Now Republicans are trying to decide upon their nominee for president. One of their leading candidates is Mitt Romney, who is among the many who labeled Obama as "inexperienced" in his 2010 book. Romney may have been in business for awhile (like George W. Bush), but his political resume is relatively thin.

He served a single term as governor of Massachusetts. Other candidates like Newt Gingrich, Ron Paul, Rick Perry and even Rick Santorum have many more years in office. Romney keeps touting his business credentials, but that's not the same as political experience. If Romney manages to win the nomination and get by President Obama, will that lack of political experience come back to haunt him?

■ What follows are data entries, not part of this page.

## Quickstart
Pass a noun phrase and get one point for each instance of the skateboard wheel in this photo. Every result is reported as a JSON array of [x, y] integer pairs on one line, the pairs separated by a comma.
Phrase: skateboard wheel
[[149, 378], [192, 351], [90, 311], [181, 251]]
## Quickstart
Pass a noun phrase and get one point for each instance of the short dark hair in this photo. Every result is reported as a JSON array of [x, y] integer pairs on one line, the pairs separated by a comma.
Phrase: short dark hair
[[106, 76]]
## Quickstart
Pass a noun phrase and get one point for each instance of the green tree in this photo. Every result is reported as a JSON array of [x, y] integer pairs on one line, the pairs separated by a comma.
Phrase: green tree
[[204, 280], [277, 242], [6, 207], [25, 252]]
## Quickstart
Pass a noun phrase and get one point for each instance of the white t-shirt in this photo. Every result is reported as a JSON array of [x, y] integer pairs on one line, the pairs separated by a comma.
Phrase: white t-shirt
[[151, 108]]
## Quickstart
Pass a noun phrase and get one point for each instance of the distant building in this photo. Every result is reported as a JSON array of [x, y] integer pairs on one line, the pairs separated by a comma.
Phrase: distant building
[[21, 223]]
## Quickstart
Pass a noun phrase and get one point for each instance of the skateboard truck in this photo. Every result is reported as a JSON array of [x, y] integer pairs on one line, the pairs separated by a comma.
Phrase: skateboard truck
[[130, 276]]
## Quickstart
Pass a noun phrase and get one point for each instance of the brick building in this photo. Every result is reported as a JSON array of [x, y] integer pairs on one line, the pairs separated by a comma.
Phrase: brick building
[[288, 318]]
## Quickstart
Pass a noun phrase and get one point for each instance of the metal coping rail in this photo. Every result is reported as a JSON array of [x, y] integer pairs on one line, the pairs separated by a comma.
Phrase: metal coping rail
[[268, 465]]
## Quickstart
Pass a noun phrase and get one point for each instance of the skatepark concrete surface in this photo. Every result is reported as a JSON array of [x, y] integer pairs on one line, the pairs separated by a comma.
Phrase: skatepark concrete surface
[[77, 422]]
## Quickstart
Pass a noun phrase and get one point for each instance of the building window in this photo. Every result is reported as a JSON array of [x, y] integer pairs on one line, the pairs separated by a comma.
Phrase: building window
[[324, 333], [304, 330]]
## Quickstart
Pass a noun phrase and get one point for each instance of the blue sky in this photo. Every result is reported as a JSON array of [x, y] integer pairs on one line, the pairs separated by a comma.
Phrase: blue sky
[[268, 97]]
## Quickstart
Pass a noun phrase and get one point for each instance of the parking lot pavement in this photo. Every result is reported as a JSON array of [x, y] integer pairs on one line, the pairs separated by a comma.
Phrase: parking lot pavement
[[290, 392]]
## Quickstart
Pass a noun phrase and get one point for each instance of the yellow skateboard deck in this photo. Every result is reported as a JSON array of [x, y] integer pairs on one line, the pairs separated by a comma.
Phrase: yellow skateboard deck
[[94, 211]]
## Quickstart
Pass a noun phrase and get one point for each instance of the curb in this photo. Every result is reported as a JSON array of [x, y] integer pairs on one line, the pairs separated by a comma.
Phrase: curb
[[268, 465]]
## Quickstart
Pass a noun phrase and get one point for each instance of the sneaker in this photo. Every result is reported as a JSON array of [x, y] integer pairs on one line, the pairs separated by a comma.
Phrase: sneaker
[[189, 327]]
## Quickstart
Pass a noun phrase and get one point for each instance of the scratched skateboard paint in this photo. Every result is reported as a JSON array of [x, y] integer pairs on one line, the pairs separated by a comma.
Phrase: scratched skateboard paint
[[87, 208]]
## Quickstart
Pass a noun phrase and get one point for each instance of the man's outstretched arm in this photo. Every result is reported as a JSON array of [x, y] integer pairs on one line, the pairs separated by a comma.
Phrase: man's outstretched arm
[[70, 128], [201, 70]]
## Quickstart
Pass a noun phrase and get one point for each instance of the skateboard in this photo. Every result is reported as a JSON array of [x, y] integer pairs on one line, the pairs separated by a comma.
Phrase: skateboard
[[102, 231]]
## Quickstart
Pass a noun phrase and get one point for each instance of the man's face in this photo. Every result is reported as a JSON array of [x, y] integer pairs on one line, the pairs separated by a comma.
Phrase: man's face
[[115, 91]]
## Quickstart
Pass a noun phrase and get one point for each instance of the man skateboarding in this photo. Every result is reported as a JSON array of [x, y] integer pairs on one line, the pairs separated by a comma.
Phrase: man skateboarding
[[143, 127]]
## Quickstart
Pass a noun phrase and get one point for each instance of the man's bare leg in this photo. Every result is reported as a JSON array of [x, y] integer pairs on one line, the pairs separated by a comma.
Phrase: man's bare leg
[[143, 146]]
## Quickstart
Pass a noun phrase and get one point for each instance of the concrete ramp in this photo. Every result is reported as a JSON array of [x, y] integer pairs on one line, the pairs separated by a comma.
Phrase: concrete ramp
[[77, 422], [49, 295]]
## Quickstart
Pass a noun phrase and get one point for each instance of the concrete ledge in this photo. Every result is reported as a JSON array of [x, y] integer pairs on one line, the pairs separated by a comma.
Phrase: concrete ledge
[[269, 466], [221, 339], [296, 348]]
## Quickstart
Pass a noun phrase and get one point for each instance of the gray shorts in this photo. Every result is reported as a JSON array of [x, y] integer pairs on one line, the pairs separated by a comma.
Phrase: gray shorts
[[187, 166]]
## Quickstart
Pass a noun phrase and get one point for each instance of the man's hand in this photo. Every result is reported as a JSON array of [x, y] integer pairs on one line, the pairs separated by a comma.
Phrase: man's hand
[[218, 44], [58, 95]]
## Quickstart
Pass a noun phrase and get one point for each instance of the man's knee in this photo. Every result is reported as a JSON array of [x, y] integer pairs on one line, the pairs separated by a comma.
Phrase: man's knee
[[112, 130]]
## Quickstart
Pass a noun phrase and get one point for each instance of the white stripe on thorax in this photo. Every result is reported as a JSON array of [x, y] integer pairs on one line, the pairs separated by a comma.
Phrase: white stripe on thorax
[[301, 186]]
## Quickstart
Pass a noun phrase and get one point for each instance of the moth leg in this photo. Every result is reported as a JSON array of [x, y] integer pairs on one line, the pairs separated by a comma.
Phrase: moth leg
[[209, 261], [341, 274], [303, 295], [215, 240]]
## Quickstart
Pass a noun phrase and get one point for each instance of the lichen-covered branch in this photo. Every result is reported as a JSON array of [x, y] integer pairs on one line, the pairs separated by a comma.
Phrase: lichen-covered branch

To test this, I look at a recent CSPAN survey of who the best presidents were, according to a panel of historians. The best presidents include George Washington, Abraham Lincoln, Theodore Roosevelt, Franklin D. Roosevelt, and Harry S. Truman. This survey also rated the worst presidents, which count James Buchanan, Andrew Johnson, Franklin Pierce, Warren G. Harding, and William Henry Harrison on that list.

Political experience is measured in years in Congress, as governor and as vice president. Using this data, the following 10 presidents (best and worst) receive the following ranking: Buchanan (20 years), A. Johnson (18 years), Truman (10 years), Pierce (nine years), F. Roosevelt (four years), Harding (six years), T. Roosevelt (three years), Washington and Lincoln (two years each) and Harrison (0 years).

As you can see, those presidents with the worst rankings for competence tended to have more political experience. Presidents who tended to score well on such rankings of effectiveness have very little political experience.

You would think this would benefit Romney. He really doesn't have to have a lot of political experience to be a good president. Yet harping on the experience issue when critiquing his opponent isn't likely to help the one-term Massachusetts governor.

It not only calls attention to his own lack of political experience, but also reminds voters of Obama's record. The president has served seven years in the Illinois legislature, three years in the U.S. Senate and four years as chief executive, dwarfing Romney's political experience. But even though Obama destroys Romney when it comes to political experience, remember that one could say the same thing about James Buchanan and Abraham Lincoln.